Given the global nature of NIS issues, better transnational cooperation with international bodies/authorities is also promoted in the Directive, which is also laudable. This sharing of information could potentially involve the processing of personal data so it is necessary that it is subject to adequate protection measures, and is proportionate and fairly processed in accordance with the Data Protection Directive 95/46/EC.

Addressing the issue of sanctions, the Directive asserts that Member States are given the authority to lay down the rules according to national provisions, which could be considered to give too much flexibility to Member States and could lead to dangerous precedents being set. A solution might be to impose sanctions based on a competent authority's judgment disregarding company commercial issues. Sanctions could also be limited to instances where security failures are the result of reckless disregard of the risk, or negligence, especially as security is never a bright line rule and is scalable.

The breadth and scale of the effort contemplated by the NIS Directive may impede progress. If the principal purpose is to require Member States to create strategies and agencies for implementation and supervision of critical infrastructure and cybersecurity efforts that are consistent across the EU, this would be a laudable goal.
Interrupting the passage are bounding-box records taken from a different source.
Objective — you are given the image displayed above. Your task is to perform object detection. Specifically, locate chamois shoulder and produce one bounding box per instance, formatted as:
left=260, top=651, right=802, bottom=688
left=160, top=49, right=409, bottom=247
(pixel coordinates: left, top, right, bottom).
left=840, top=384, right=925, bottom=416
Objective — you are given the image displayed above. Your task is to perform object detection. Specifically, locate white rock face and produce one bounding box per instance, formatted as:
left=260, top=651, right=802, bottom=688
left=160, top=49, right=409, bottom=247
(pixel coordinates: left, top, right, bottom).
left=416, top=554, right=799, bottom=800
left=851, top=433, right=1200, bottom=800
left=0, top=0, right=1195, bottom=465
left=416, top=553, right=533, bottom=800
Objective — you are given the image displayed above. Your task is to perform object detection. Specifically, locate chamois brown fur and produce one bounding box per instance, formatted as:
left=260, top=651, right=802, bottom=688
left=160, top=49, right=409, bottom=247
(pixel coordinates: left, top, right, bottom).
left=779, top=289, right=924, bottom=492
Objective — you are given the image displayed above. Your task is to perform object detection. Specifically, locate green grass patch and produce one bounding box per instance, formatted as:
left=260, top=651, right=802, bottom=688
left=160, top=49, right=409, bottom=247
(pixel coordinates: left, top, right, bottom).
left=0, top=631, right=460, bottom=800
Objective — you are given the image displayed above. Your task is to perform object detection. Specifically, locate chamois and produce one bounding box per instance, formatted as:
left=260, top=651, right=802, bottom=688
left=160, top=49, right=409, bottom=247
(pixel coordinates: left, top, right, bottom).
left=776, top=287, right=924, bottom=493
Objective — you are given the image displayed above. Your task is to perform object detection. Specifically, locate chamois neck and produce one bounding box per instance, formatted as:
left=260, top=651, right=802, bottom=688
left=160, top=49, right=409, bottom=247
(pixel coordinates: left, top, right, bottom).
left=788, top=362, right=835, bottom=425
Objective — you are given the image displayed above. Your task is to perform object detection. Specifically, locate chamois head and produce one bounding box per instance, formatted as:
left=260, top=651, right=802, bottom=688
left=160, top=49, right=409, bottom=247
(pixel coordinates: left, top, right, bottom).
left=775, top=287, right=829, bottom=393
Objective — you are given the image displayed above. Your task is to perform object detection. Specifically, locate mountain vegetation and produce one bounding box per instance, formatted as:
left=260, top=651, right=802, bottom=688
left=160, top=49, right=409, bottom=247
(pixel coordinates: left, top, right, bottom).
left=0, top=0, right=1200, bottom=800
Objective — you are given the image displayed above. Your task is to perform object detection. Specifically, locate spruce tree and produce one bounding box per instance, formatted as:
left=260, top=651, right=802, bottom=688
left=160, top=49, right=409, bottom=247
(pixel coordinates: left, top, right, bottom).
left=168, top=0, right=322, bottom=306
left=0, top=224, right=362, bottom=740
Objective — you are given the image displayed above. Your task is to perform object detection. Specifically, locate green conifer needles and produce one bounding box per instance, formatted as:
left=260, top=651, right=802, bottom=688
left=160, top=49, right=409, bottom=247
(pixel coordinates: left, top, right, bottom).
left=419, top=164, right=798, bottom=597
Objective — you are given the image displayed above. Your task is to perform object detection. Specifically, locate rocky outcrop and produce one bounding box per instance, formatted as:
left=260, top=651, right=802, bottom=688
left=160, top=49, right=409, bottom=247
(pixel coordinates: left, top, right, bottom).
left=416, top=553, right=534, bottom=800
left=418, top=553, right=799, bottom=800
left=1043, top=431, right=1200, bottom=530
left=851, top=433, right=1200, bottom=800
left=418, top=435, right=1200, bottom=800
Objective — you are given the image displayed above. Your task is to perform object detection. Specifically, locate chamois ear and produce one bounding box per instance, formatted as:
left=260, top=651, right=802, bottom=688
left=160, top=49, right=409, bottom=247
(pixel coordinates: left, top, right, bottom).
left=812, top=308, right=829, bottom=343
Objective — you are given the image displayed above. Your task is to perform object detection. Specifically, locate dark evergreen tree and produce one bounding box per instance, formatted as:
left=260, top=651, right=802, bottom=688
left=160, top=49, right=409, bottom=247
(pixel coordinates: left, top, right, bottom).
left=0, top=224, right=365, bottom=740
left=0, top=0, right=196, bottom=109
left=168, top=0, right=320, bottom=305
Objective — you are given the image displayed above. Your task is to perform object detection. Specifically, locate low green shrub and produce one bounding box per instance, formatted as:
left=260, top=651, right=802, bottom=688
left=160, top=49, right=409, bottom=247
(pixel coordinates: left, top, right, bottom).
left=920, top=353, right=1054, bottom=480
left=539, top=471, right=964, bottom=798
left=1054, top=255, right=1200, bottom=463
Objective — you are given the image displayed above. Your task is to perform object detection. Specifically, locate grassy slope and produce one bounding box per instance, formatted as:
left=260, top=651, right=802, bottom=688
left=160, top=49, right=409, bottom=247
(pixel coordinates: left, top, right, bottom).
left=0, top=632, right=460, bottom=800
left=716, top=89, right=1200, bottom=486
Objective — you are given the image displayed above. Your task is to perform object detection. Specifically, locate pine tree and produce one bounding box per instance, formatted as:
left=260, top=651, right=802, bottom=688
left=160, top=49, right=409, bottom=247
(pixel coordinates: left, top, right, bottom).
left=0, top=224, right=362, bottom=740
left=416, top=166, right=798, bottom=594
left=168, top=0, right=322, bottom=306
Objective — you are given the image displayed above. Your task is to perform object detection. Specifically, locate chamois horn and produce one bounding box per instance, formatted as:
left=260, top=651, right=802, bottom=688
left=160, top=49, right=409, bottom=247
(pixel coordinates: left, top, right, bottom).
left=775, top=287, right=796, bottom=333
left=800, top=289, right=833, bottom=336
This would aid the creation of CERTs, sharing of information, harmonization of law enforcement investigations, and setting of standards. The addition of prescriptive requirements on "market operators" will almost certainly lead to the same contentious debate that has pervaded the effort to pass national cybersecurity legislation in the United States. In addition, the insertion of a sanction regime will only add to the difficulties in passing the legislation and, given that security is scalable and risk dependent, sanctions should only arise not for a breach, but when the risk has either been negligently assessed or there is a reckless disregard.

It is clear that the viability of this proposal rests on a strong partnership being forged between many EU-wide authorities to prevent and contain risks associated with cyber threats. It is a continuously evolving area of technology, and the provisions of the Directive go some way to demonstrating that the EU is moving in the right direction to fill the vulnerability gaps.